Gazete yetkilileri ile yazarları hakkında "PKK/KCK ve FETÖ/PDY terör örgütlerine müzahir oldukları" iddiasına ilişkin İstanbul Cumhuriyet Başsavcılığı Basın Suçları Bürosu tarafından yürütülen soruşturma kapsamında, İstanbul Emniyet Müdürlüğünde gözaltında tutulan 13 şüphelinin, susma haklarını kullanıp ifade vermedikleri öğrenilmişti.

İstanbul Cumhuriyet Başsavcılığınca yürütülen soruşturma çerçevesinde, TCK'nın 220/6. maddesi uyarınca "FETÖ ve PKK terör örgütlerine üye olmamakla birlikte örgüt adına suç işlemek" iddiasıyla aralarında Cumhuriyet Gazetesi Genel Yayın Yönetmeni Murat Sabuncu'nun da aralarında bulunduğu 13 şüpheli hakkında gözaltı kararı alınmıştı.

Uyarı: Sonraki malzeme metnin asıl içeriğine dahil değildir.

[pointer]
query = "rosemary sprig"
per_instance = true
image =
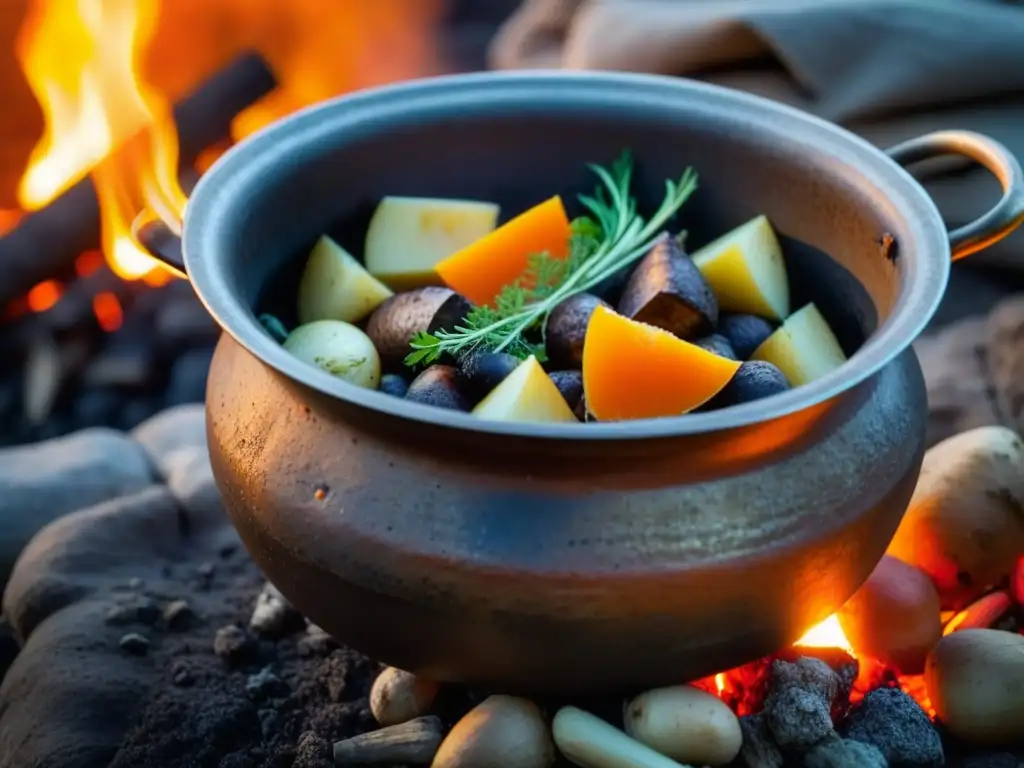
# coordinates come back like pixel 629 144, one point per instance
pixel 611 239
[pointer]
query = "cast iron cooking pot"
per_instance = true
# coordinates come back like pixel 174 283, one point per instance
pixel 563 558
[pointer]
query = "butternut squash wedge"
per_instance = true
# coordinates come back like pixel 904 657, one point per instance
pixel 480 269
pixel 635 371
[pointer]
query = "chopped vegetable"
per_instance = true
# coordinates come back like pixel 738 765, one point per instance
pixel 482 269
pixel 625 238
pixel 341 349
pixel 397 321
pixel 804 348
pixel 481 372
pixel 744 332
pixel 393 385
pixel 719 345
pixel 745 270
pixel 409 236
pixel 566 329
pixel 668 291
pixel 569 383
pixel 335 286
pixel 634 371
pixel 527 394
pixel 437 386
pixel 273 327
pixel 754 380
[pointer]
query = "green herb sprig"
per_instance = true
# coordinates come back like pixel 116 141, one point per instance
pixel 611 239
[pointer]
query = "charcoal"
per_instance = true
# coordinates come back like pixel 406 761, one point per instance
pixel 798 708
pixel 759 750
pixel 842 753
pixel 893 722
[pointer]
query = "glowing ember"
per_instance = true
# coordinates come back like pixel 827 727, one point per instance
pixel 108 310
pixel 81 58
pixel 44 295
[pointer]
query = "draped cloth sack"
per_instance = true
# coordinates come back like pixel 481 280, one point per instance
pixel 888 70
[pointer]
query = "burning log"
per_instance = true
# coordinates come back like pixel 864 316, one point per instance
pixel 46 242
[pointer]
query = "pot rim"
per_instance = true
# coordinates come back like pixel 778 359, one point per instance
pixel 925 261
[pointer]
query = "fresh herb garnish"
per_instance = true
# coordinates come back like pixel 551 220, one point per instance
pixel 611 239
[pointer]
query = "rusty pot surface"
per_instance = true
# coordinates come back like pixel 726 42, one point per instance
pixel 564 558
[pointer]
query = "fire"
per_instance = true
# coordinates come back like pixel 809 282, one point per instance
pixel 82 60
pixel 828 634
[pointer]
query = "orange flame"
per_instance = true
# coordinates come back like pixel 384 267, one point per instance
pixel 82 60
pixel 827 634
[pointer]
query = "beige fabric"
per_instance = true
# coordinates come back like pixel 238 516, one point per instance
pixel 886 69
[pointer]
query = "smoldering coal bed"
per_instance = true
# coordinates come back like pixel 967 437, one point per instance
pixel 142 591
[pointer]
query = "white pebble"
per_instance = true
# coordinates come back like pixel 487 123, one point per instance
pixel 686 724
pixel 591 742
pixel 397 696
pixel 975 680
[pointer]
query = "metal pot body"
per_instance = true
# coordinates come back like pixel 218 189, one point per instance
pixel 562 568
pixel 571 557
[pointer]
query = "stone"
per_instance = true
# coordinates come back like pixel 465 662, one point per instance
pixel 273 615
pixel 841 753
pixel 170 430
pixel 501 730
pixel 397 696
pixel 759 750
pixel 798 708
pixel 685 723
pixel 44 481
pixel 134 643
pixel 592 742
pixel 893 722
pixel 72 694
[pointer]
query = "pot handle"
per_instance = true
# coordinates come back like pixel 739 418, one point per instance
pixel 1006 215
pixel 160 241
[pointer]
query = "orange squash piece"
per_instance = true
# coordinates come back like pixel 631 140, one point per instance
pixel 635 371
pixel 481 269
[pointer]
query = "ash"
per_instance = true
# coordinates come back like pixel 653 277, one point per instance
pixel 138 634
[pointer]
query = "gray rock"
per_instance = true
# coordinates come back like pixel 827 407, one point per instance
pixel 171 430
pixel 44 481
pixel 134 643
pixel 72 694
pixel 759 750
pixel 273 614
pixel 841 753
pixel 798 708
pixel 893 722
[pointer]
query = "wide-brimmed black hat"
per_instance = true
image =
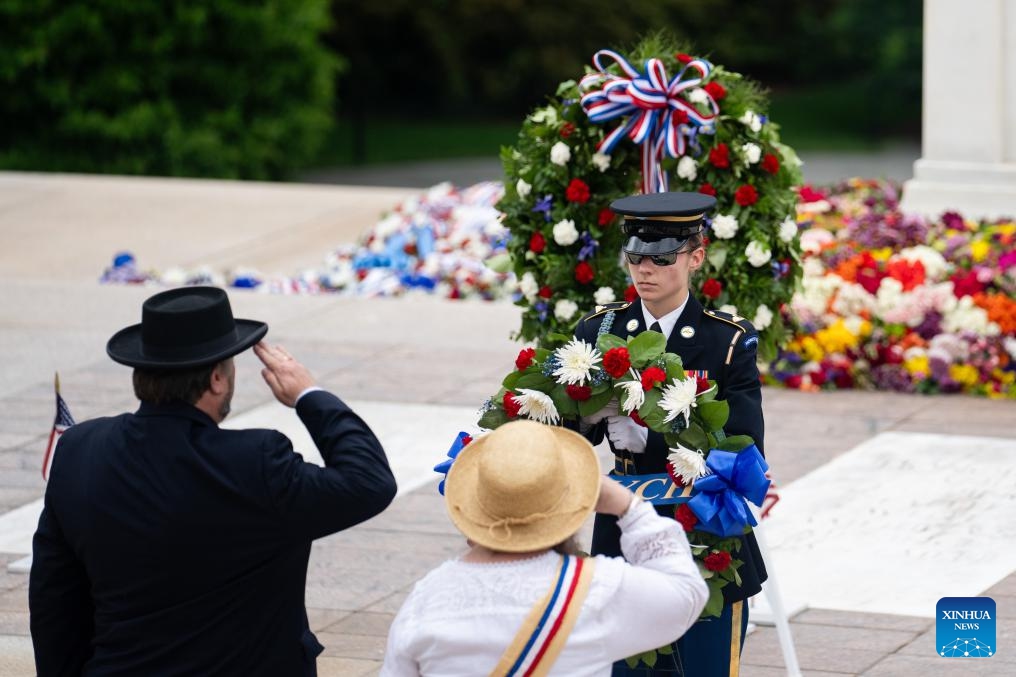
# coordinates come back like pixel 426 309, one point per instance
pixel 185 327
pixel 661 223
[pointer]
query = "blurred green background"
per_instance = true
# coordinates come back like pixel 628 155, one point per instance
pixel 265 89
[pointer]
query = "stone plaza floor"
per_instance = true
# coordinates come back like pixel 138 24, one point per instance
pixel 58 232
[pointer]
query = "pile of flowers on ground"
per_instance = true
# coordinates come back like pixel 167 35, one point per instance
pixel 893 301
pixel 435 242
pixel 631 121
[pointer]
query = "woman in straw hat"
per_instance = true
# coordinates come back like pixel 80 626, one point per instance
pixel 520 602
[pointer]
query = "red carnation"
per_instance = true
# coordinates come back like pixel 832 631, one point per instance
pixel 712 288
pixel 511 407
pixel 578 392
pixel 606 217
pixel 770 163
pixel 584 272
pixel 577 191
pixel 716 90
pixel 617 362
pixel 524 358
pixel 717 561
pixel 537 243
pixel 719 156
pixel 685 515
pixel 651 376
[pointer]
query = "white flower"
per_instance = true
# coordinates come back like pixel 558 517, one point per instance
pixel 787 230
pixel 678 399
pixel 522 188
pixel 560 154
pixel 763 317
pixel 565 232
pixel 601 161
pixel 604 296
pixel 564 309
pixel 753 121
pixel 689 464
pixel 576 359
pixel 687 169
pixel 634 395
pixel 753 152
pixel 724 227
pixel 536 406
pixel 758 254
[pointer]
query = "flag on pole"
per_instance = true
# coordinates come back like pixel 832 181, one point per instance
pixel 62 421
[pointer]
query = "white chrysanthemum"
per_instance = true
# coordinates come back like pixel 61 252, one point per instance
pixel 522 188
pixel 560 154
pixel 724 226
pixel 752 152
pixel 564 309
pixel 687 169
pixel 758 254
pixel 787 229
pixel 536 406
pixel 689 464
pixel 604 296
pixel 565 232
pixel 601 162
pixel 634 395
pixel 763 317
pixel 577 361
pixel 678 399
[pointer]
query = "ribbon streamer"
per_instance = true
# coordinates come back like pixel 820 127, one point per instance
pixel 659 117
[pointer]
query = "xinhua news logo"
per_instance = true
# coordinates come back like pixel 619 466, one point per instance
pixel 964 626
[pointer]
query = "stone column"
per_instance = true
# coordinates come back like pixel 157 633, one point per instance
pixel 968 140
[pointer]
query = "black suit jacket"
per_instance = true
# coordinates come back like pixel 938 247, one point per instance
pixel 724 348
pixel 170 546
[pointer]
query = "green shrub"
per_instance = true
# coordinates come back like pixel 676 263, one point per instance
pixel 227 88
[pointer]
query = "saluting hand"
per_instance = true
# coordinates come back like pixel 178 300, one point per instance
pixel 287 377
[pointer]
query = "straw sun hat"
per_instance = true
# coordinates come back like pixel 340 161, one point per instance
pixel 525 486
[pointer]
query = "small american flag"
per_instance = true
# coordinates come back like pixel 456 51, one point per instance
pixel 62 421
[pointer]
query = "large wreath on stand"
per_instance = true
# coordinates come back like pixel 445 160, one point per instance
pixel 626 127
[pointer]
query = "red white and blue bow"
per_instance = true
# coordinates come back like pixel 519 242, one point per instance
pixel 659 117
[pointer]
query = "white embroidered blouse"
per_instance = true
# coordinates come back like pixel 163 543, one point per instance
pixel 461 616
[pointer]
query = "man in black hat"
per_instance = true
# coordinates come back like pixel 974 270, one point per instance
pixel 663 247
pixel 170 546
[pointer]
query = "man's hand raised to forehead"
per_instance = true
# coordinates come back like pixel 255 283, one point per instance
pixel 287 377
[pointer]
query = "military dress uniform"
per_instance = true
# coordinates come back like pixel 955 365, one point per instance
pixel 721 348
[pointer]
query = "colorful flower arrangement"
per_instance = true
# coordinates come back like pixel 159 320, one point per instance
pixel 893 301
pixel 652 387
pixel 705 126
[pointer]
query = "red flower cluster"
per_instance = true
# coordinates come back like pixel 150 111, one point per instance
pixel 617 362
pixel 712 288
pixel 719 156
pixel 511 407
pixel 524 359
pixel 746 195
pixel 578 392
pixel 577 191
pixel 651 376
pixel 584 272
pixel 537 243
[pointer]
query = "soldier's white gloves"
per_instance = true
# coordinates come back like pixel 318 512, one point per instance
pixel 624 433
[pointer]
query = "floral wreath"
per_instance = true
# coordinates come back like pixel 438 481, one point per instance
pixel 571 162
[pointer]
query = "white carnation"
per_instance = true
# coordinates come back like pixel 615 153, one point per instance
pixel 604 296
pixel 687 169
pixel 758 254
pixel 560 154
pixel 565 232
pixel 724 227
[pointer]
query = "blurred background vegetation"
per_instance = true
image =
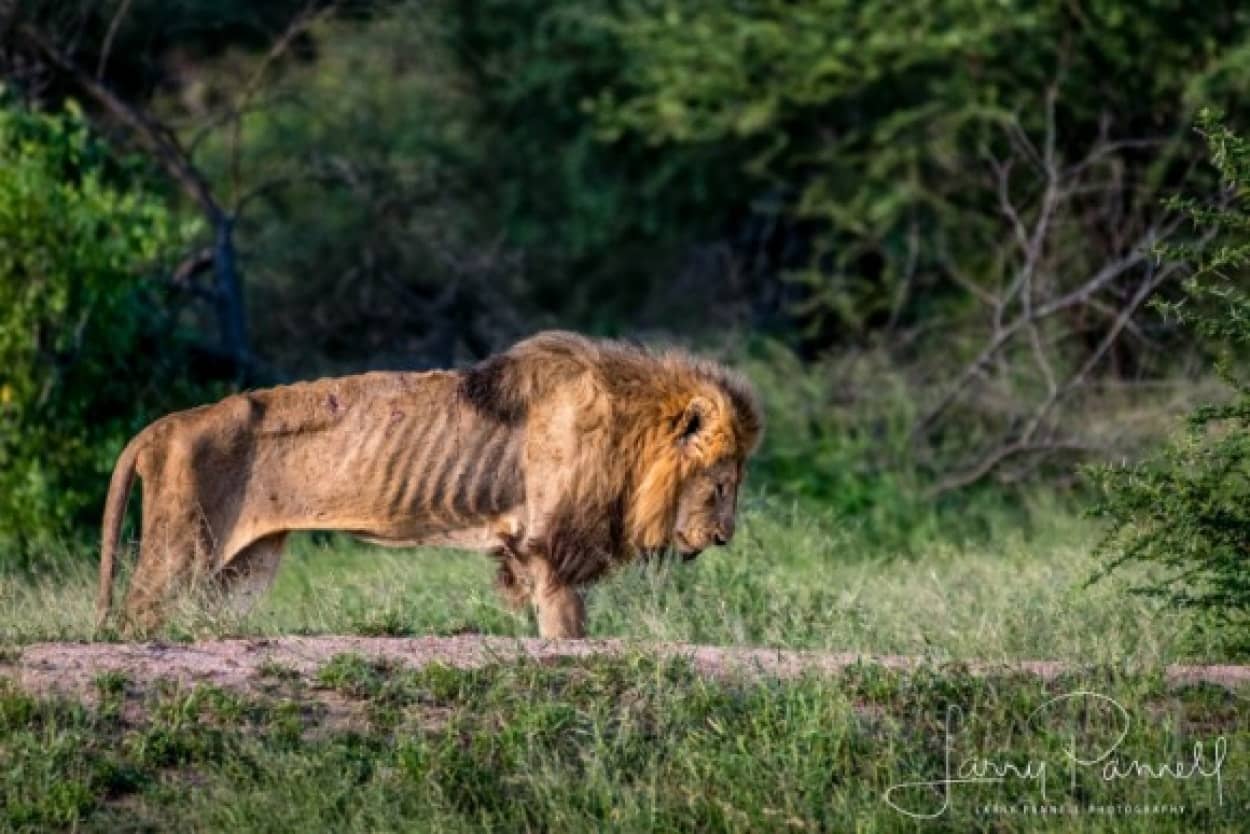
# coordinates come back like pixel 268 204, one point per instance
pixel 934 233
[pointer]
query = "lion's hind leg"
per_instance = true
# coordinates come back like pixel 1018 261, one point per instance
pixel 170 548
pixel 250 573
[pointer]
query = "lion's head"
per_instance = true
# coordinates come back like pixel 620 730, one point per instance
pixel 690 467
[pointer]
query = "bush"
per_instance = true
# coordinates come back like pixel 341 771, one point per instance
pixel 1186 510
pixel 85 356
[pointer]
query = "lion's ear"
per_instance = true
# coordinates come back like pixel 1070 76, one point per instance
pixel 694 419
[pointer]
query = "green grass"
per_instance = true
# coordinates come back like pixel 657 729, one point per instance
pixel 1013 592
pixel 629 744
pixel 634 743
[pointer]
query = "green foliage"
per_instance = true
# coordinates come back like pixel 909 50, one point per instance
pixel 865 128
pixel 84 356
pixel 633 743
pixel 1186 510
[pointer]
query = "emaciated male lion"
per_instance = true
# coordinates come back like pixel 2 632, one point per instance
pixel 563 457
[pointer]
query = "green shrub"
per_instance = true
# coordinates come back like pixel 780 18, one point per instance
pixel 1186 510
pixel 85 356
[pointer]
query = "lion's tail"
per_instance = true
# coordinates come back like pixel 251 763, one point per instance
pixel 114 514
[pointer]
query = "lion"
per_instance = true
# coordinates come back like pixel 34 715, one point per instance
pixel 563 457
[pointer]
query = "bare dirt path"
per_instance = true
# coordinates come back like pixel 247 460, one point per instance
pixel 71 668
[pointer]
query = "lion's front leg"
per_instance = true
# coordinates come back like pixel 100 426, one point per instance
pixel 561 612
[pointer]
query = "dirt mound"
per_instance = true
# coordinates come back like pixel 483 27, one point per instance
pixel 73 668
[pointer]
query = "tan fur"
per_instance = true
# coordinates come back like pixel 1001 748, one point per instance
pixel 563 455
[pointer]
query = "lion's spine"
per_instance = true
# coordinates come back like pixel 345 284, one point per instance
pixel 114 514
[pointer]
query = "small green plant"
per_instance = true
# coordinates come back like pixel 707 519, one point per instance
pixel 1186 510
pixel 85 354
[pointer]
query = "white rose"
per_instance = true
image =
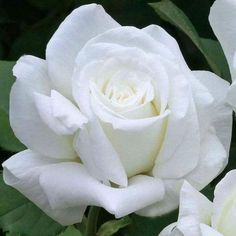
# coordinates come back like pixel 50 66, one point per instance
pixel 114 117
pixel 200 217
pixel 223 22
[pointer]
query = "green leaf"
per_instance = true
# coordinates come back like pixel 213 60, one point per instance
pixel 6 81
pixel 214 50
pixel 149 226
pixel 8 141
pixel 71 231
pixel 19 215
pixel 111 227
pixel 12 234
pixel 169 12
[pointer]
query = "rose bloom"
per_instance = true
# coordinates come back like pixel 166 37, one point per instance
pixel 200 217
pixel 113 117
pixel 223 22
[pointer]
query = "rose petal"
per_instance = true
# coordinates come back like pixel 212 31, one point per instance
pixel 182 139
pixel 79 27
pixel 98 155
pixel 208 231
pixel 31 73
pixel 168 230
pixel 60 114
pixel 223 218
pixel 169 203
pixel 221 113
pixel 86 190
pixel 23 170
pixel 194 204
pixel 213 160
pixel 222 20
pixel 161 36
pixel 187 226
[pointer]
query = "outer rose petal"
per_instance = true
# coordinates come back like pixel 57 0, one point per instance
pixel 79 27
pixel 212 162
pixel 169 203
pixel 182 137
pixel 83 189
pixel 194 204
pixel 31 73
pixel 160 35
pixel 60 114
pixel 221 113
pixel 98 155
pixel 205 230
pixel 167 231
pixel 23 170
pixel 222 20
pixel 223 218
pixel 208 231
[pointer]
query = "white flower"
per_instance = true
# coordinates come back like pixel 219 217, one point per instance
pixel 114 117
pixel 223 22
pixel 200 217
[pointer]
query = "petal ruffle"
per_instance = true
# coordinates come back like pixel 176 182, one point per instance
pixel 23 170
pixel 79 27
pixel 31 73
pixel 86 190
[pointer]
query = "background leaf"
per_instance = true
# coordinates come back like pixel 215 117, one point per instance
pixel 8 141
pixel 168 11
pixel 71 231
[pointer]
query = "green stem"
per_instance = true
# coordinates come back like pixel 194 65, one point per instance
pixel 91 227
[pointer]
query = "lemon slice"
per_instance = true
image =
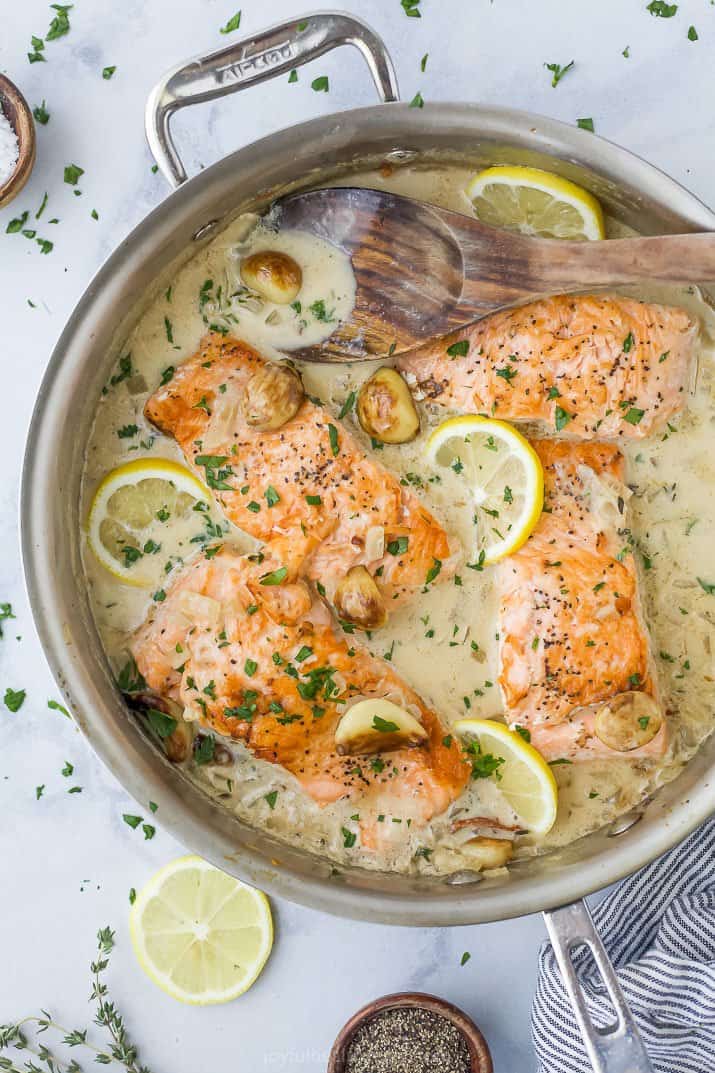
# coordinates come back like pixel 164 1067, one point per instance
pixel 200 935
pixel 131 510
pixel 505 475
pixel 523 776
pixel 536 203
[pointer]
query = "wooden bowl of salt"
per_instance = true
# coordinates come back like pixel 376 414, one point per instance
pixel 17 141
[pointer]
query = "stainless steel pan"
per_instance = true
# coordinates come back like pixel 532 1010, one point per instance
pixel 316 151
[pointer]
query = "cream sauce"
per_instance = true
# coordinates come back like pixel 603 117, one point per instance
pixel 429 641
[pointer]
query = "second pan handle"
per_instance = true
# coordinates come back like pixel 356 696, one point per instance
pixel 618 1047
pixel 252 60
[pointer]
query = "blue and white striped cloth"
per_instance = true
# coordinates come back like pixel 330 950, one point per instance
pixel 659 929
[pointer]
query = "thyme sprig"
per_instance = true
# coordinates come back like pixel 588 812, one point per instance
pixel 118 1052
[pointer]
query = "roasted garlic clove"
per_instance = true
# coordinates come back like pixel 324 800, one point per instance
pixel 179 741
pixel 377 725
pixel 273 395
pixel 385 409
pixel 273 275
pixel 628 721
pixel 359 601
pixel 484 853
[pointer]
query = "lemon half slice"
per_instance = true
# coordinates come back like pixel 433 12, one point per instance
pixel 505 475
pixel 524 777
pixel 131 510
pixel 200 935
pixel 536 203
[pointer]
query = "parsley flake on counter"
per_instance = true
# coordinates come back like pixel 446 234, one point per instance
pixel 38 48
pixel 73 174
pixel 232 25
pixel 5 613
pixel 14 699
pixel 60 24
pixel 661 10
pixel 41 114
pixel 558 71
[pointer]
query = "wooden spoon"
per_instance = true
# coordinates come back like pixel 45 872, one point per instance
pixel 18 115
pixel 423 270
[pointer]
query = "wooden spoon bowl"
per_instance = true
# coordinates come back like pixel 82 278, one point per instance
pixel 17 112
pixel 479 1052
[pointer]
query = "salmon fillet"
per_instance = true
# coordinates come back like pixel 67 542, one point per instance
pixel 262 664
pixel 307 487
pixel 584 365
pixel 571 632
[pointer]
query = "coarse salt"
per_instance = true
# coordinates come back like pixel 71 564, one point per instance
pixel 9 148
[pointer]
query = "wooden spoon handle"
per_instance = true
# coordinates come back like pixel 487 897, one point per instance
pixel 512 267
pixel 683 259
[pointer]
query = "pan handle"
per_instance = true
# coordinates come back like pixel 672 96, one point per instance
pixel 252 60
pixel 618 1047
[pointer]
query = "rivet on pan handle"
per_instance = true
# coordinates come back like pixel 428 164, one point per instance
pixel 252 60
pixel 616 1048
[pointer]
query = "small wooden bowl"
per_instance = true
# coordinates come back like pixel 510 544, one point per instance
pixel 479 1053
pixel 17 113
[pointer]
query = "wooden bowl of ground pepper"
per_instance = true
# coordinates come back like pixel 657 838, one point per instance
pixel 410 1032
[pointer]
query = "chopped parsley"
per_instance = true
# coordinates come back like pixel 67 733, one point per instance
pixel 558 72
pixel 72 174
pixel 275 577
pixel 434 571
pixel 398 546
pixel 14 699
pixel 232 25
pixel 562 417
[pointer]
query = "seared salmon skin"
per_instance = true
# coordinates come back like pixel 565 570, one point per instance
pixel 586 366
pixel 572 637
pixel 261 663
pixel 307 487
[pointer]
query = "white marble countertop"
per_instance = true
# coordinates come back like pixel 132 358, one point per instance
pixel 67 860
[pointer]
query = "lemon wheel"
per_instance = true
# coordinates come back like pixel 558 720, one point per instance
pixel 130 512
pixel 536 203
pixel 504 473
pixel 200 935
pixel 522 774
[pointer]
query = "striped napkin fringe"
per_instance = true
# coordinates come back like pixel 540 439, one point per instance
pixel 659 930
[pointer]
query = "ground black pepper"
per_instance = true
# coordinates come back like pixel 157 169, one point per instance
pixel 407 1040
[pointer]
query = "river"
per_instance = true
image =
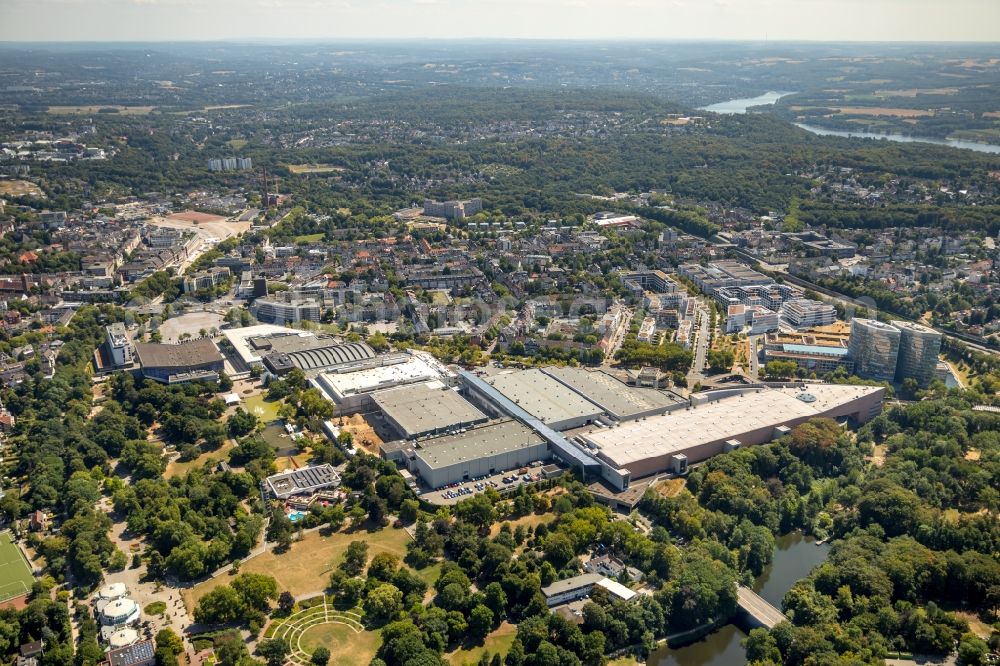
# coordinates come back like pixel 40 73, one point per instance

Yurt dışında oldukları belirlenen gazetenin eski genel yayın yönetmeni Can Dündar ve İcra Kurulu Başkanı Akın Atalay hakkında ise yakalama kararı çıkarılmış, Orhan Erinç hakkında da yaşlı olduğu gerekçesiyle evinde arama yapılmasına hükmedilmişti.